Onvoldoende topmerries in de fokkerij
Wiepke van de Lageweg zei in het programma: we moeten het Nederlandse paard hoog houden. Maar daar zit een probleem. De hengsten zijn er, maar het ontbreekt in Nederland aan voldoende fokmerries uit prestatiestammen. De topmerries worden niet of zeer beperkt (ET) ingezet voor de fokkerij. Goede merries worden veelal als springpaard verkocht en verdwijnen naar het buitenland. Voor de gemiddelde springpaardenfokker is het financieel onhaalbaar topmerries aan te schaffen of op te leiden tot bijvoorbeeld 1.40 m.-niveau.

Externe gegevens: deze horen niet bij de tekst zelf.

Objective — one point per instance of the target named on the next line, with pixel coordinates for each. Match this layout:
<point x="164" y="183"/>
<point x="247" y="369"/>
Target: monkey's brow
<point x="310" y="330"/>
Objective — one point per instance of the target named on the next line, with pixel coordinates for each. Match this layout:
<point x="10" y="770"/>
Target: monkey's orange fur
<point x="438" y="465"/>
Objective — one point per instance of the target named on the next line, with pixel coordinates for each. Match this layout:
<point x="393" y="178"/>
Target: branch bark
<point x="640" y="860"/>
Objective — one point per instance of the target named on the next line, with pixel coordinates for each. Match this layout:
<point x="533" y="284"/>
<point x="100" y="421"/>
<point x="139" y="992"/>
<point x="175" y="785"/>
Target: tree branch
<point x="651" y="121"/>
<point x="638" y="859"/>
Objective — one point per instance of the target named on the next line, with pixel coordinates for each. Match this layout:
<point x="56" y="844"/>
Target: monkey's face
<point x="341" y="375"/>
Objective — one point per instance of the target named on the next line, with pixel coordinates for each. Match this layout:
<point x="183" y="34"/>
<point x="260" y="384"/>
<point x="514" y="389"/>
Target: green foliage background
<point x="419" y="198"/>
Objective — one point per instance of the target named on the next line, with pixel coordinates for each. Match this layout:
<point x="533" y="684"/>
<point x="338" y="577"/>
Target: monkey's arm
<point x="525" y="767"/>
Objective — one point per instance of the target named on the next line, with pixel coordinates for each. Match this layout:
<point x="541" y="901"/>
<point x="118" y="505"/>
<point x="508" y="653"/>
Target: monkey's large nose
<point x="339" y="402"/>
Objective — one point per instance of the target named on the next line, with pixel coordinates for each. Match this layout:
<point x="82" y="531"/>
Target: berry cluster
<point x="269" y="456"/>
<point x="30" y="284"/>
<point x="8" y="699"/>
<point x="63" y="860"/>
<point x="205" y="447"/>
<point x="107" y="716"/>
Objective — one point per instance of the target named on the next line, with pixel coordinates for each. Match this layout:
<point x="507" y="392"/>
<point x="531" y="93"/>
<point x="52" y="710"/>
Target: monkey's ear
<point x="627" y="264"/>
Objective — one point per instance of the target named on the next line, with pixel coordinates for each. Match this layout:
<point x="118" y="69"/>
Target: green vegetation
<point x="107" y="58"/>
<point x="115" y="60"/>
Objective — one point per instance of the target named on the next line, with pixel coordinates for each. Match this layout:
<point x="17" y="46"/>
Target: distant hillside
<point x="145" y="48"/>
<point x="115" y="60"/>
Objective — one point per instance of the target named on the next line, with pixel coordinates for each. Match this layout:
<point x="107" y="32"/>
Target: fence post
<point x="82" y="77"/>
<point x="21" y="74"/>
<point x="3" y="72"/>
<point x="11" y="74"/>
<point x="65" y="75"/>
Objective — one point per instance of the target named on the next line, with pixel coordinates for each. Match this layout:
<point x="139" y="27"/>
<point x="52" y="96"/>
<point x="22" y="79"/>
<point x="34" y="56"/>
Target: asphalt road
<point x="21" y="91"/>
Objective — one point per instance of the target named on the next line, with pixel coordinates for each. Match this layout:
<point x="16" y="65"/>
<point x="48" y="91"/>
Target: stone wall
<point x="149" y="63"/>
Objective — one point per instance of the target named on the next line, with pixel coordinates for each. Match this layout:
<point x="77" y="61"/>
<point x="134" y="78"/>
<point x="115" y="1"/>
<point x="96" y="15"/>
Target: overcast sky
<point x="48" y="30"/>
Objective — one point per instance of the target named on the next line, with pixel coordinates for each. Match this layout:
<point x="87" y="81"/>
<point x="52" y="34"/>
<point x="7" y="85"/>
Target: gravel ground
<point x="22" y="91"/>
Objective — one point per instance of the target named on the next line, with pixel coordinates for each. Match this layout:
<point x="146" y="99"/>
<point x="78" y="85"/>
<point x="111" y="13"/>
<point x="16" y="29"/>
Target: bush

Er blijft voor de fokker weinig over
Het gevolg is dat er veel gefokt wordt met mindere merries en de veulens, als het al lukt, worden verkocht voor de kostprijs of minder. ‘Je zult als fokker ook moeten gaan opleiden om aan je geld te komen’, schrijft Dirk Willem in zijn column in de Paardenkrant deze week. Maar zelfs als je opleidt, is aan je geld komen allesbehalve eenvoudig. Als een fokker nu bijvoorbeeld een goed, fijn te rijden zesjarig 1.30 m.-paard te koop heeft, lukt het hem vaak ook niet om een fatsoenlijke prijs te krijgen. De winst verdwijnt in de zakken van de tussenhandel. Natuurlijk zijn hun contacten en inzet wat waard, maar als meerdere tussenpersonen zonder risico te lopen tientallen procenten opstrijken blijft er voor de fokker weinig over.
De lol er af
Als dit zo doorgaat, gaat de lol er af voor de kleine(re) fokker en zal hij er op den duur mee ophouden. De fokkerij komt dan volledig in handen van enkele grote, professionele bedrijven. Die hebben met hogere kosten te maken, waardoor de paarden hoge prijzen moeten opbrengen en de sport hier, net als in Amerika, alleen zal zijn weggelegd voor de happy few.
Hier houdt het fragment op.